When I finally returned to Ann Arbor last August, I felt itchy from the constant uprooting of living in five different places in less than a year. Staying put somewhere felt uncomfortable, but the feeling of being somewhere new again was even worse. Exhausted from the constant self-inflicted change, I surrendered to the slow, steady push of the seasons.
Summer blended into fall, the sticky humidity breaking through a few rainstorms. Leaves turned yellow, ochre, and red, and I pleaded with them to stay just a little longer3. I felt like the proverbial frog in a pot of boiling water as the temperatures kept dropping, and I could no longer wear coats that were cute, just functional. At one point, I realized I wouldn’t be leaving the house without my fingers ensconced in ski gloves for the next four months.
Through fall and early winter, I kept wavering on when I would move back to California ahead of schedule, before my partner finished his program.
"When I find the right sublet," I kept telling myself.
By January, I was seriously considering it. But leaving would’ve meant giving up the new version of me I hadn’t met yet. I couldn't even articulate why—only that staying felt hard, and I was longing for the insidious comfort of familiarity. I worked as hard, if not harder, at my job and on myself in Michigan. I was making friends and settling into our no-longer-new home. I wanted to meet the Megha who stayed, with a few more wrinkles in her brain.
The constant back-and-forth in my mind drove me crazy, and as I’ve always done, I turned to running to look for the answers. By this point, the temperatures dipped below 20°F regularly, but I didn’t care.
Some of this, I’ll admit, was fueled by spite. My partner’s family teased me for skipping winter my first year, and I love proving people wrong. But another part was committing to myself that I could still find something joyful in the cold, curious to see what would come from staying put in one place.

I found myself again out there, running on the cold days. The coldest days, the negative degree days. I layered up with thermal leggings, ski socks, a down jacket, gaiter, beanie, ski gloves, and sunglasses, and found out there’s still one spot4 that that -15°F windchill bites at.
Something alive and defiant awoke me in while I was running outside, when it felt like the world was telling me not to be. I relished the feeling of lighting my body on fire inside all those layers, while the cold singed my face and my eyelashes froze.
I’ve always loved California’s winter—December through February are still my favorite months. The air turns crisp, the sunsets turn cinematic. But I didn’t know real winter until this year, and fell in love deeper, especially with the brilliant sunrises on the most frigid of days and the calming quietness of a fresh snow blanketing the forest by my house.

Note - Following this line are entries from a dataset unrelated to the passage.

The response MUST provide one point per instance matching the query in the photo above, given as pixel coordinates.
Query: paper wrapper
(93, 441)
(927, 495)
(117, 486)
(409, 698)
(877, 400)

Did you know snow glitters at night? I was 26 when I found out while on a walk. It felt like a secret the blustery winter night shared with me.
I think humans are meant to live in seasons—not just physically, but emotionally, spiritually. We’re not built to do the same thing all the time, even if we love it. That’s what winter taught me.

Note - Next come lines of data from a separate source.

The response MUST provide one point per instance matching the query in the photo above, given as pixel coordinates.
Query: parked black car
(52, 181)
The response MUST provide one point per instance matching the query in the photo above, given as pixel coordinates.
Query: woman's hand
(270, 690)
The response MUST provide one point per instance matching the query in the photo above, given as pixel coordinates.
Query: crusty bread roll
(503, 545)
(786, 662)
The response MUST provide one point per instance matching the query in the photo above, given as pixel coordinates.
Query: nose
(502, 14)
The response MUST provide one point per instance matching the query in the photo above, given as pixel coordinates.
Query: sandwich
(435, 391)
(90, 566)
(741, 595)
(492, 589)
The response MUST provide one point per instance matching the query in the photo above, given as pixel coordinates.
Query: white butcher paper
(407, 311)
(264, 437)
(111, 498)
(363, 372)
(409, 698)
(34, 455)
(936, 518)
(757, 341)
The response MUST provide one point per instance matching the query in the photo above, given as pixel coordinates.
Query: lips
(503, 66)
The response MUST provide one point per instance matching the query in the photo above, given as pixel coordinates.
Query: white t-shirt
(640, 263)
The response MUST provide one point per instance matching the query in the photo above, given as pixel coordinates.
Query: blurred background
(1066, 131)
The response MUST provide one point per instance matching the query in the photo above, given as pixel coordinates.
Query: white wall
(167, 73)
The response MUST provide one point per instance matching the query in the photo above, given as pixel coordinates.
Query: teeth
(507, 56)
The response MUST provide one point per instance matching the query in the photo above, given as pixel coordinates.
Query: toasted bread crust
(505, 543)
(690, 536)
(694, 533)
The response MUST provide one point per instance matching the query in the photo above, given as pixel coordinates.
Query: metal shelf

That’s what I was missing, in the endless sunny days of sameness in my past life. I believed I could chase joy in a straight line—that my wants and my reality would always sync up. That I'd run a marathon every year. That clipping into my bike would always lead to mountain roads and ocean views. That I'd sit across from the same friends at the same wine bar, year after year.
I understand seasonality in my work—I build tech for events and weddings, which are deeply seasonal businesses. But in my personal life, I thought consistency was strength. When those old things stopped fitting, I didn’t know what to do. It felt like a failure to let go.
Take cycling. I started riding in San Francisco, arguably the most beautiful place in the country for it. After moving, I tried to force the same love for it here, and got upset that things didn’t feel exactly the same. I felt like I inverted the familiar definition of madness – doing the same thing expecting the same results, but not realizing that I was in a different place.
My last road ride in Michigan ended with a dramatic fit of tears, screaming at the wind, pedaling into 30 mph gusts on cracked asphalt, barely moving, completely miserable. I loved cycling more than almost anything. That day, I hated it.
I didn’t want to abandon that part of myself, but I didn’t want to keep resenting it either.
I started to view letting go, not as failure, but just as a fact of life. It’s change. It’s swapping road tires for gravel. It’s telling myself to shut up and enjoy the discomfort of trying something new. I have four working limbs, a beautiful bike, and hundreds of miles of dirt roads to explore. I just need to shift, the way the seasons do.
Even now, as the sun returns and the buds start to bloom—daffodils, cherry blossoms, tiny green shoots—I feel a strange sadness. A sense of loss for winter, even as the days get longer and spring happens all at once. After months of gray, the world bursts into green. The air softens. Flowers spill over front yards. It’s dizzying and joyful and fleeting.
Living somewhere with real seasons, the way I measure time becomes tactile. I’m obsessed with noticing what blooms, what dies, what returns. I love the Japanese concept of 72 microseasons, and realized I’d already been applying it to the things I noticed on my walks and runs. Last week, the bluejays returned among the crocuses. This week, the first chipmunks emerged.
For a long time, I thought a good life was one that stayed the same—a straight arrow. Maybe it’s the American idea: if you work hard enough, you'll be happy, and if you’re unhappy, it’s your fault. As if discomfort wasn’t natural.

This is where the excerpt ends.